The noted human rights lawyer was born in Massachusetts in the United States but gave up her US citizenship at the age of 18 and returned to India. She studied at IIT-Kanpur and horrified at the condition of labourers in UP, Bihar and West Bengal, she decided to work for them and joined the Chhattisgarh Liberation Front in 1986 when it was still a part of Madhya Pradesh.

In an interview to Mint in 2015, she said,”Here is a state rich in resources. It has water, forests and land in abundance, but its people are so poor. The state is witnessing disproportionate growth and there is no equitable distribution of benefits to everyone. If I am fighting for the marginalized communities, I have no choice but to fight against those oppressing them—from corrupt politicians and forest departments to companies not giving proper wages and safety to workers.”

After living and working in Bilaspur for several years, Sudha Bhardwaj moved to Delhi and was a Visiting Professor at National Law University Delhi, where she taught a course on tribal rights and land acquisition, and on law and poverty.
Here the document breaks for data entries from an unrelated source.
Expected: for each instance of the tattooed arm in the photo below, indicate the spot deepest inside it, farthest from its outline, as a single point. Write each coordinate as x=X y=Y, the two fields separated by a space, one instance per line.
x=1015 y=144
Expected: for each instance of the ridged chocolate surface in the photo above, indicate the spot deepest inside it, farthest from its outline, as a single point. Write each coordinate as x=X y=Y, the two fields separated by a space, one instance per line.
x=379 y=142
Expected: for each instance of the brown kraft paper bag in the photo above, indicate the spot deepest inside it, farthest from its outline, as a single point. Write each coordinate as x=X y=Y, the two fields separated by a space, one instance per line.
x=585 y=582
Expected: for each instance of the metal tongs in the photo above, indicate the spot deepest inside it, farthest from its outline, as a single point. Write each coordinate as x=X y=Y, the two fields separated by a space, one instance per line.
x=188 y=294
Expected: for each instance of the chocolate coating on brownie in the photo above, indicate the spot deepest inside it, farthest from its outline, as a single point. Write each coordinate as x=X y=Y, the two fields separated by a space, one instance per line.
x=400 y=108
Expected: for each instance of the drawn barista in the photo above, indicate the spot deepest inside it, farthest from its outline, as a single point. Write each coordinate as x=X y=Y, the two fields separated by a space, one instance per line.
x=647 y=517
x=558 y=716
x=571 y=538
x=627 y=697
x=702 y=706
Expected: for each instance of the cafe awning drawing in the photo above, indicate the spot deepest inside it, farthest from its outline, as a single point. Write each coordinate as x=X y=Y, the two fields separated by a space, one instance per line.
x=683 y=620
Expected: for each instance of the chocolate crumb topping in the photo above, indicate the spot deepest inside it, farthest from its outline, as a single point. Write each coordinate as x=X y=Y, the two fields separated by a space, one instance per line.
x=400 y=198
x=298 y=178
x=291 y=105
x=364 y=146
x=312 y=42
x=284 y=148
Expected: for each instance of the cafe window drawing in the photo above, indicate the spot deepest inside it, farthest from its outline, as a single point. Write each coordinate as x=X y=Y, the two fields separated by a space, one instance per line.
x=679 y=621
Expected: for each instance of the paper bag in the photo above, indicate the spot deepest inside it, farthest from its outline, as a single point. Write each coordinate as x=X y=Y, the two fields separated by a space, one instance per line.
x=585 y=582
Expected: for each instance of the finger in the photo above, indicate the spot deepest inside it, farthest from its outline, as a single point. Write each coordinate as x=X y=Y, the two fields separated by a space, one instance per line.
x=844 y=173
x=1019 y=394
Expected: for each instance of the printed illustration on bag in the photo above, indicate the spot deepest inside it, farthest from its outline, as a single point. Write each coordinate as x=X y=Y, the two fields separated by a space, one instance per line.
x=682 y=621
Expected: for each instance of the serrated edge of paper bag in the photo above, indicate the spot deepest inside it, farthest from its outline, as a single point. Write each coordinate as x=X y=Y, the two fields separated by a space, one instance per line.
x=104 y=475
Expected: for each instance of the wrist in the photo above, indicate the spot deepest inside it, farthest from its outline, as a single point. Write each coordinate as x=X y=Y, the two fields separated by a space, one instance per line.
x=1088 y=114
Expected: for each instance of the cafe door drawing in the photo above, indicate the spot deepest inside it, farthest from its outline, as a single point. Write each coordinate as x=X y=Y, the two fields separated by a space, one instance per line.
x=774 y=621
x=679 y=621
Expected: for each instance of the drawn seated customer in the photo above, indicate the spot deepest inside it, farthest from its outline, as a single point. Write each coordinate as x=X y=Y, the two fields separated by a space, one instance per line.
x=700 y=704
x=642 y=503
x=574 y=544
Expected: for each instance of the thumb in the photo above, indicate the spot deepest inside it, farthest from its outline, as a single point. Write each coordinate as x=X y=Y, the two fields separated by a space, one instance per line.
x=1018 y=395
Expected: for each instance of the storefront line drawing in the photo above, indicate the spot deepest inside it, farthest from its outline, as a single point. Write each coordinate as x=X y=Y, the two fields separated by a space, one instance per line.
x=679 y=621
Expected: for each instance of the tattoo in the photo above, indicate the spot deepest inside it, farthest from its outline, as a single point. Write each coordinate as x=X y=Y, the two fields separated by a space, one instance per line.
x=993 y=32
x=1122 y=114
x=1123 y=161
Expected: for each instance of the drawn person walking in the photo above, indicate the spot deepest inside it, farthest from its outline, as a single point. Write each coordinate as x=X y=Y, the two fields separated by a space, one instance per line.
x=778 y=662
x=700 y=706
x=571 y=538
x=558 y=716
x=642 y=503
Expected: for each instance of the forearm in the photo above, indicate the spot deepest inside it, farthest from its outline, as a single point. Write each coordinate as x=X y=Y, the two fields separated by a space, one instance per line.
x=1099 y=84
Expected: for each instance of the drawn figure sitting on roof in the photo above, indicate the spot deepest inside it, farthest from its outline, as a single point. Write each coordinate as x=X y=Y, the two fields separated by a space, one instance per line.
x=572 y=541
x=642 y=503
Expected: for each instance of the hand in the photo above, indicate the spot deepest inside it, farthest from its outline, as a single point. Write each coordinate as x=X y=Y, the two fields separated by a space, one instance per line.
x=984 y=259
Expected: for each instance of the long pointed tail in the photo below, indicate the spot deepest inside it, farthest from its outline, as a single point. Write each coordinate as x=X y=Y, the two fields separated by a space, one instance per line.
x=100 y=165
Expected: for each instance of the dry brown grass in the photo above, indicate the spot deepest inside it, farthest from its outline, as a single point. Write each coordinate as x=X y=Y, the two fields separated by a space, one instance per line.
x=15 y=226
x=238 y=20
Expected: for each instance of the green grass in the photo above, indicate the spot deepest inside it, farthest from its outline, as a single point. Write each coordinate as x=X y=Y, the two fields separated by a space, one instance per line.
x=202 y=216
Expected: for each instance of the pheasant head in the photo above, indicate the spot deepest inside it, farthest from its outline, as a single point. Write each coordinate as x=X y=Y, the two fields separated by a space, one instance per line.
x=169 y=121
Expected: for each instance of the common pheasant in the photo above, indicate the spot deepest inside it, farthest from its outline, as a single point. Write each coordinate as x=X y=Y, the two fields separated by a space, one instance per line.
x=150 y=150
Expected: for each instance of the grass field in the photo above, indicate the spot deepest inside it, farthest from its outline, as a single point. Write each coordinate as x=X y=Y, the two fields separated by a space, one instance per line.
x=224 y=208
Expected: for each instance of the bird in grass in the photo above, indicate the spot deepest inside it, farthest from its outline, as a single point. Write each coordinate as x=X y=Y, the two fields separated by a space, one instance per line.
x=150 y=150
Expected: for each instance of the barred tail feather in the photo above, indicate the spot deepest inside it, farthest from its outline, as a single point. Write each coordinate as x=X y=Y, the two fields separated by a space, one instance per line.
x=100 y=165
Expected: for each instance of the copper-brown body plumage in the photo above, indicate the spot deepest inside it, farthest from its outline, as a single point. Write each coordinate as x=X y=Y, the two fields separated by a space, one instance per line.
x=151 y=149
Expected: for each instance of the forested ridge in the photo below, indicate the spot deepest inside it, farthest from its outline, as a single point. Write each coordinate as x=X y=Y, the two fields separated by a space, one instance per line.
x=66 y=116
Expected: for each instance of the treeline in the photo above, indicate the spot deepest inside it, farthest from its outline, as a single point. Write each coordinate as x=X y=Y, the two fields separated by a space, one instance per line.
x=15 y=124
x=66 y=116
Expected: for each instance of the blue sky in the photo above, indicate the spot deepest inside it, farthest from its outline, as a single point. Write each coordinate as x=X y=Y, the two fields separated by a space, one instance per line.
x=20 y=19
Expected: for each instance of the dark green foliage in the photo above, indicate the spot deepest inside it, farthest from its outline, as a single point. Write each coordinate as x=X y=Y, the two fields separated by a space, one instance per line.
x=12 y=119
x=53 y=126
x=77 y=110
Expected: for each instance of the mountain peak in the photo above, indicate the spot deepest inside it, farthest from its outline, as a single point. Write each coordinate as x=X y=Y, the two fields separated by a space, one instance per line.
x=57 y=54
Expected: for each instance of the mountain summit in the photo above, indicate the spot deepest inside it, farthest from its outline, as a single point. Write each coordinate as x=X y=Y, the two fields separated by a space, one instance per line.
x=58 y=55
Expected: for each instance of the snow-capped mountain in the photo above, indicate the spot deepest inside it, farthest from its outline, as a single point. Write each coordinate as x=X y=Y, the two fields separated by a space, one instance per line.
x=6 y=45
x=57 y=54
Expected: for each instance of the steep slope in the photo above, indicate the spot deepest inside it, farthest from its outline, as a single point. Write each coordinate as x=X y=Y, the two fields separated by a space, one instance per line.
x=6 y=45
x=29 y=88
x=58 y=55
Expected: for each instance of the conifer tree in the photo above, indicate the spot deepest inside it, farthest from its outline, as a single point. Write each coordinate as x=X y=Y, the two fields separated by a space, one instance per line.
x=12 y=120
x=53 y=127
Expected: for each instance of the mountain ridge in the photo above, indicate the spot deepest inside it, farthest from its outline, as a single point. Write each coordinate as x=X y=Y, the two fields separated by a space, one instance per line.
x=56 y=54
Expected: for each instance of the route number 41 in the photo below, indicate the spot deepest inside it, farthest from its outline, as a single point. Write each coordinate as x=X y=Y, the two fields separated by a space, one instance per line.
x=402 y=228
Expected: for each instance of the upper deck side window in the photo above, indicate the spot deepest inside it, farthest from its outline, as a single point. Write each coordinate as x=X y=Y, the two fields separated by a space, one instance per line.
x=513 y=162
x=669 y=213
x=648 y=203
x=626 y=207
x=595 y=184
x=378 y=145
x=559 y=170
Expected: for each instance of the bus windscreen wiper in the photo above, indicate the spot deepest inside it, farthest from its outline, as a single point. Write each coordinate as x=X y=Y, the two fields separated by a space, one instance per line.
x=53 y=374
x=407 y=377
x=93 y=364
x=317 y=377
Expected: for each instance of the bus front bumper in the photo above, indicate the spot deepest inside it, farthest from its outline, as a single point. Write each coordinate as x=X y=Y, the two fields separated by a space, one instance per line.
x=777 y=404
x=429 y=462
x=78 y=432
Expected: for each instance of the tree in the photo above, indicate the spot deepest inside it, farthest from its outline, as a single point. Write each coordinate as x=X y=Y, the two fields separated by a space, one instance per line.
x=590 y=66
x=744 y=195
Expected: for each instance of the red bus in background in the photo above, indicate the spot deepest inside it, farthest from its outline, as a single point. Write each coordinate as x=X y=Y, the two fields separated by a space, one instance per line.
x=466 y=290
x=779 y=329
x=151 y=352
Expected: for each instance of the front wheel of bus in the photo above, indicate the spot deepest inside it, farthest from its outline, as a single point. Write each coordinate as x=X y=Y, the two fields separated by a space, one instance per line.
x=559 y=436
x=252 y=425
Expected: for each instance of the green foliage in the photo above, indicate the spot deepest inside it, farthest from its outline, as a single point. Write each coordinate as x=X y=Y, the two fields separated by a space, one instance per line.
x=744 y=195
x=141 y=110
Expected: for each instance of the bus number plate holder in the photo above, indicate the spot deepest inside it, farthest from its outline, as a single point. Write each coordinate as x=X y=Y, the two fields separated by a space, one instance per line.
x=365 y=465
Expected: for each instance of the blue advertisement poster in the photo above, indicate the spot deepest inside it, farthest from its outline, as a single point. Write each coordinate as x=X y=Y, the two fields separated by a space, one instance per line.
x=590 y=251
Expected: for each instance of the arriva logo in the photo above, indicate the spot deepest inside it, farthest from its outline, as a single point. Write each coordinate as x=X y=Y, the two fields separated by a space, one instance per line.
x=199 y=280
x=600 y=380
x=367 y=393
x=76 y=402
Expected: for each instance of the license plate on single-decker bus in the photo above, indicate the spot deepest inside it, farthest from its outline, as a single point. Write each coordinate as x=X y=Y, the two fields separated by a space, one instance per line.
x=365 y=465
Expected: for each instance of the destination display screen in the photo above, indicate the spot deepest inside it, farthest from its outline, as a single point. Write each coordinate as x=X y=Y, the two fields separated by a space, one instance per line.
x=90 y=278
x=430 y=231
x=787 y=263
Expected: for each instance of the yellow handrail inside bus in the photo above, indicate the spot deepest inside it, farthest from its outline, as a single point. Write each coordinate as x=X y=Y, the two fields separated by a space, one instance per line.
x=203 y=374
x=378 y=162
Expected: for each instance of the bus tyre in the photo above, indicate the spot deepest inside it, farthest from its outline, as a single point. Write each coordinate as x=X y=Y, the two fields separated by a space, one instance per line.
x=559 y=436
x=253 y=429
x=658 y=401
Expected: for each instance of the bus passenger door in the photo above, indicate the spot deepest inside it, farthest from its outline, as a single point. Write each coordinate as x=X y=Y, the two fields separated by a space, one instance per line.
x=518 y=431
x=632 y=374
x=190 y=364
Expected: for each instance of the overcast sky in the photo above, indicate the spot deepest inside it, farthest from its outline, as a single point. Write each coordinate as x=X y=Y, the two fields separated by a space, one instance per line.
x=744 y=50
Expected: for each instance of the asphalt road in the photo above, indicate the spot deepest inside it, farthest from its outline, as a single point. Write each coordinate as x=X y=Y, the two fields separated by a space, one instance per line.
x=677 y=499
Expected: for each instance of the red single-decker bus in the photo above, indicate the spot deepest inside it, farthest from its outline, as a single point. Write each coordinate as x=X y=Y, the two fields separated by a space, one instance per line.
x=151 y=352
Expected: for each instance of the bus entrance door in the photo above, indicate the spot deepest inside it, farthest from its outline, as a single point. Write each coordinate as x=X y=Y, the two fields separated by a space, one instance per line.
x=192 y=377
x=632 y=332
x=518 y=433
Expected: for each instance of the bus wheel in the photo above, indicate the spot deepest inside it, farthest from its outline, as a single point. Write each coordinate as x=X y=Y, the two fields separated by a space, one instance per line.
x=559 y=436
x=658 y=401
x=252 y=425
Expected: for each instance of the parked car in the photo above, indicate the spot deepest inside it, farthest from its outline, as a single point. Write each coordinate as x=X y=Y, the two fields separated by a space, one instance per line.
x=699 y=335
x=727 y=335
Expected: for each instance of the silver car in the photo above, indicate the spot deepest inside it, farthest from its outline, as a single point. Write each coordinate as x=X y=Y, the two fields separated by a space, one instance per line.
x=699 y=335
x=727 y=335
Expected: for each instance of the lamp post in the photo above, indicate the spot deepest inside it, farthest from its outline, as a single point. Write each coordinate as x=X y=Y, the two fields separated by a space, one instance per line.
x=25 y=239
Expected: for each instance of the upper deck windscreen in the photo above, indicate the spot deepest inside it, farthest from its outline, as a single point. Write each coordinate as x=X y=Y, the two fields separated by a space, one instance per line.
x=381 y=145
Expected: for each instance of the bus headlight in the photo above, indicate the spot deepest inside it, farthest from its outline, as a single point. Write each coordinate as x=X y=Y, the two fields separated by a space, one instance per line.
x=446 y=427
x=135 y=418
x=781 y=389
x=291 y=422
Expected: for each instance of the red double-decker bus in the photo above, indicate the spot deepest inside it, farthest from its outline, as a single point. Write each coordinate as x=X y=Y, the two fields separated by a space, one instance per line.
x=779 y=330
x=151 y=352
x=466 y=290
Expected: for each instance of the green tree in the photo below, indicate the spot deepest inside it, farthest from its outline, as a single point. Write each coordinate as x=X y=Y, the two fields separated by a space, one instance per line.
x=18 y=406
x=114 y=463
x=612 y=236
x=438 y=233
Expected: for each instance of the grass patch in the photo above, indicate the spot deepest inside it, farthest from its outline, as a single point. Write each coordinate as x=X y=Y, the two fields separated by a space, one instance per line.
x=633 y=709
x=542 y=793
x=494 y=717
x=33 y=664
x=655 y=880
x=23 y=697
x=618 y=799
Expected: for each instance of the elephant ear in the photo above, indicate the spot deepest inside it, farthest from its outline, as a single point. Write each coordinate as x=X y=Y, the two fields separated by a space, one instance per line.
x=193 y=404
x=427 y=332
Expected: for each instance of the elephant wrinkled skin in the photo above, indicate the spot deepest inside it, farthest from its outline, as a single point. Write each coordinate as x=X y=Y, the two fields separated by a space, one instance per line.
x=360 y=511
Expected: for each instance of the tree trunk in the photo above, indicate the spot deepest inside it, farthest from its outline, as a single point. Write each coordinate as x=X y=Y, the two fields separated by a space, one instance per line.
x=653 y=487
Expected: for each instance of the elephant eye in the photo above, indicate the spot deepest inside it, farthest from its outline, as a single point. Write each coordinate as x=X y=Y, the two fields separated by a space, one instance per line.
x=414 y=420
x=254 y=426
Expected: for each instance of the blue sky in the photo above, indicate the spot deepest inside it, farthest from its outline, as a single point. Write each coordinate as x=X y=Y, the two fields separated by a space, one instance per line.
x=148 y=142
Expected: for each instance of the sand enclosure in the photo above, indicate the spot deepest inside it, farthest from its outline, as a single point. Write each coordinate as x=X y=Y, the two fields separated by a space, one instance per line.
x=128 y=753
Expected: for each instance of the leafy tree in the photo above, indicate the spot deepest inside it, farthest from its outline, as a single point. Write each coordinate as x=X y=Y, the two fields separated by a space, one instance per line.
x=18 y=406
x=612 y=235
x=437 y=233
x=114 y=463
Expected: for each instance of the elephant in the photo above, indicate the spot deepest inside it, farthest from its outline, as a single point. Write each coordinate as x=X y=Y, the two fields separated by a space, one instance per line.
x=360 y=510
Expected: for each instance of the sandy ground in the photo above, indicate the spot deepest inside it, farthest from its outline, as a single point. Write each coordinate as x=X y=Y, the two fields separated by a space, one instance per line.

As part of the programme of the Delhi Judicial Academy, she addressed presiding officers of labour courts from Sri Lanka.

Her early days were spent in JNU along with her mother, renowned academician Krishna Bharadwaj, who was a professor of Economics. She had closely witnessed the vibrant student political movements at JNU. However, she was radically politicised at IIT, Kanpur where she later went on to pursue Mathematics. She was actively involved in political activities on campus. She experienced exclusion as a woman in a largely male-dominated campus and also as an alleged “commie”. She became a part of the NSS and was keen on teaching. Her repeated rural visits through NSS exposed her to the harsh realities of caste and rural India.

After her MS in Mathematics, she decided to move to Chattisgarh and started working with mine workers. She started organising under the banner of the trade union, ‘Chhattisgarh Mukti Morcha’. She worked very closely with Shankar Guha Niyogi and organised women under the ‘Mahila Mukti Morcha’, the union’s women’s wing.


Being the only ‘educated’ or literate person among workers in Bhilai, she had to approach lawyers every time. In 2000, she completed her law degree and started representing workers herself. She set up the group Janhit, to fight for people displaced by land acquisition, for community forest rights, environmental protection and so on.

She had famously said, “There are two kinds of law, one kind of law which we have struggled to create, to represent our aspirations, like the labour law, forest rights law… they were in response to the push which came from below…But there is another kind of law, which is the status quo law which is to preserve law and order.”

She has been made an accused in the ‘mysterious’ Bhima Koregaon conspiracy and has been in prison without trial and bail.